"Former U.S. President Jimmy Carter clearly has an Israel, and even a Jewish problem. His sympathies almost always lie with the enemies of Israel and those of Jews. Many of his erroneous statements over the years target Israel.
“The way Carter operates can best be seen in his book Palestine: Peace Not Apartheid which was first published in 2006. He continued to claim that what he wrote was totally accurate, even after the book’s numerous factual errors were exposed publicly and widely disseminated.”
Alex Safian is Associate Director of CAMERA (Committee for Accuracy in Middle East Reporting in America).
He adds: “With so many egregious errors and misrepresentations, it is almost impossible to select the book’s most blatantly incorrect passages. One can however, choose passages which illustrate Carter’s typical modus operandi in deceiving his audience. For instance, he claimed in an interview with Larry King in 2006 that, ‘Since August of 2004 ... Hamas has not been guilty of an act of terrorism that cost an Israeli life.’ The same assertion is in his book on pages 179 and 184.
“This was a false claim on many levels. On 31 August 2004, sixteen people were killed and 100 wounded in two nearly simultaneous suicide bombings aboard city buses in Be’er Sheva. On 29 September 2004, two pre-school children were killed by a Qassam rocket fired from Gaza. On 13 January 2005, Palestinian terrorists attacked the Karni crossing between the Gaza Strip and Israel, killing 6 civilians. On 14 July 2005, a woman was killed by a Qassam rocket fired from Gaza. Hamas claimed full responsibility for all of these attacks.
“Only by concealing these fatal terrorist attacks was Carter able to claim that Hamas observed the ceasefire. Of course, such fabricated portrayals of Hamas as ‘moderate’ are meant to lead his audience to believe that the ‘stiff-necked Israelis’ are the obstacles to peace.
“Carter also engaged in falsehood by omission when he was interviewed on the Denver-based Caplis & Silverman Show in 2006. Silverman asked him, ‘Didn't the head of Hamas, the elected leader of the Palestinians, go to Tehran last week and say, “We will never recognize the usurper Zionist government ...and we will continue our jihad-like movement ...until the liberation of Jerusalem?”’ Carter repeatedly denied that this had taken place, but these remarks made by Ismail Haniyeh, Hamas Prime Minister of the Palestinian Authority had been quoted by the Associated Press, Chicago Tribune, Detroit Free Press, the Guardian as well as others.
“Apparently Carter’s arrogance is so excessive that he seems to believe that if he himself doesn’t know something, then it must be false. And even after being forced to admit that some of his favorite anti-Israel claims were untrue, he later repeated them again.
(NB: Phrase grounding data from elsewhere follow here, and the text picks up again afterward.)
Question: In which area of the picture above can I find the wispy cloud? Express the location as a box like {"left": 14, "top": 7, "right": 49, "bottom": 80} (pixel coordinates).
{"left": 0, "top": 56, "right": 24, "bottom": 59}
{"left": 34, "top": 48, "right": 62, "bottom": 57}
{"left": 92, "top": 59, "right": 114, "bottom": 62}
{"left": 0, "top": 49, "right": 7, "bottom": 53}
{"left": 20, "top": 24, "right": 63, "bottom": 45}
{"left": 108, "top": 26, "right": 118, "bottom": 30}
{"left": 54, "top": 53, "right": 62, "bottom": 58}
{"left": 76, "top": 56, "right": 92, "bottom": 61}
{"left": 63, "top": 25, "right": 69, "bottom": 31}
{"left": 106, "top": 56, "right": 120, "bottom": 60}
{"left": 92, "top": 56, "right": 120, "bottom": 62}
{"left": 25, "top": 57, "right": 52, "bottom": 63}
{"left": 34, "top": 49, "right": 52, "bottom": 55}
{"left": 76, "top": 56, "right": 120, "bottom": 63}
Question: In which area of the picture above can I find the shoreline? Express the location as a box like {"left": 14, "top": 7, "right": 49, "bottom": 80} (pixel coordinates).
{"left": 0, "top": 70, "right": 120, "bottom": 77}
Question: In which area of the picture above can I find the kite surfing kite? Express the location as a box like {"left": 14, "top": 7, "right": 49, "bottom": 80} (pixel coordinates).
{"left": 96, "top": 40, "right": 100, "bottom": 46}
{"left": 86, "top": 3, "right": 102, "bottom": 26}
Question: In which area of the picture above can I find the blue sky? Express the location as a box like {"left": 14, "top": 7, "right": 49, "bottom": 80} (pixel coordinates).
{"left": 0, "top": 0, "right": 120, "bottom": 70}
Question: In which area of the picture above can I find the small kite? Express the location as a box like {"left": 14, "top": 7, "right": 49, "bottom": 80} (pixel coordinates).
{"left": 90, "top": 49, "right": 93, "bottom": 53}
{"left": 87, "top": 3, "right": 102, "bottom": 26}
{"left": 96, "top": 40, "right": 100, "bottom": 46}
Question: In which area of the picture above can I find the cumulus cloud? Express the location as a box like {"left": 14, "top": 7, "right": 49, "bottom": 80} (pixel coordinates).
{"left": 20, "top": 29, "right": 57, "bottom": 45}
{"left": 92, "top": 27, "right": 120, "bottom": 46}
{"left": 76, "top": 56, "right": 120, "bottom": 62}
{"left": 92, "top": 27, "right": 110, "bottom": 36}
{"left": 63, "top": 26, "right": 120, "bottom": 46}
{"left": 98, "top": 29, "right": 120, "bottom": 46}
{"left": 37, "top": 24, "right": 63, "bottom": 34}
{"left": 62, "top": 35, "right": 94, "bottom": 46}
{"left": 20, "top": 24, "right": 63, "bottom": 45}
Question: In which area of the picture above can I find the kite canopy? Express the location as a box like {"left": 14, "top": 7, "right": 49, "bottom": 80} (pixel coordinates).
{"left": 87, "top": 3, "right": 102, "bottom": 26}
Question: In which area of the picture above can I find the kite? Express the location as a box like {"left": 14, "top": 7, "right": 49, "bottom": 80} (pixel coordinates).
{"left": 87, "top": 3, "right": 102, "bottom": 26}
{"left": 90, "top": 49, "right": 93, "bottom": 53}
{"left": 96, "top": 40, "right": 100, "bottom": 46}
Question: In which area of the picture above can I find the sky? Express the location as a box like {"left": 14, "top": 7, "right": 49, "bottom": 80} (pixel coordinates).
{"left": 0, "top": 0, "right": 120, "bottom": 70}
A typical example involves Menachem Begin’s supposed promise during the Camp David negotiations to impose an open-ended settlement freeze.
“Carter claimed on page 50 in his book that, ‘Perhaps the most serious omission of the 1978 Camp David talks was the failure to clarify in writing Begin's verbal promise concerning the settlement freeze during subsequent peace talks.’ In an earlier op-ed, he accused Begin of violating his word. This was not true. Begin had only committed to a three month settlement freeze, and what’s more, Carter knew it.
“This became evident at a symposium in Washington in 2003 commemorating the 25th anniversary of the Camp David Accords. The former head of the Israeli Supreme Court, Justice Aharon Barak, who was Attorney General at the time of Camp David stated that he was the only one taking notes at the meeting in question, which showed that Begin had agreed to no more than a three month freeze. Off-camera Carter was heard saying: ‘I don't dispute that.’ Despite having admitted this in 2003, in later op-eds and his book, Carter returned to accusing Begin of failing to deliver on a promised settlement freeze.
“Those who only read the title of Carter’s book or news reports about it, get the impression that Israel is an apartheid and thus extremely racist society. But when pressed, Carter said that he was only referring to Israel’s alleged treatment of the Palestinians in the territories and not how, for example, Israel treated its Arab citizens. Carter also routinely misstated the definition of the word ‘apartheid’ saying that it was not based on racism. Yet the Rome Statute of the International Criminal Court defines apartheid as ‘inhumane acts ... committed in the context of an institutionalized regime of systematic oppression and domination by one racial group over any other racial group ....’
“There is another matter that must be mentioned – in 1987, Carter appealed to the U.S. Department of Justice on behalf of former Nazi guard Martin Bartesch for ‘humanitarian reasons.’ Bartesch lost his U.S. citizenship and was to be deported after information surfaced that he had killed a Jewish prisoner in the Mauthausen concentration camp.”
Safian concludes: “Whether it is Hamas, the PLO, Arafat himself, Saudi princes, or random Nazi war criminals, Carter always seems to have a passionate empathy for the enemies of the Jews. Empathy for the Jews themselves or for Israel, seems much harder to come by.”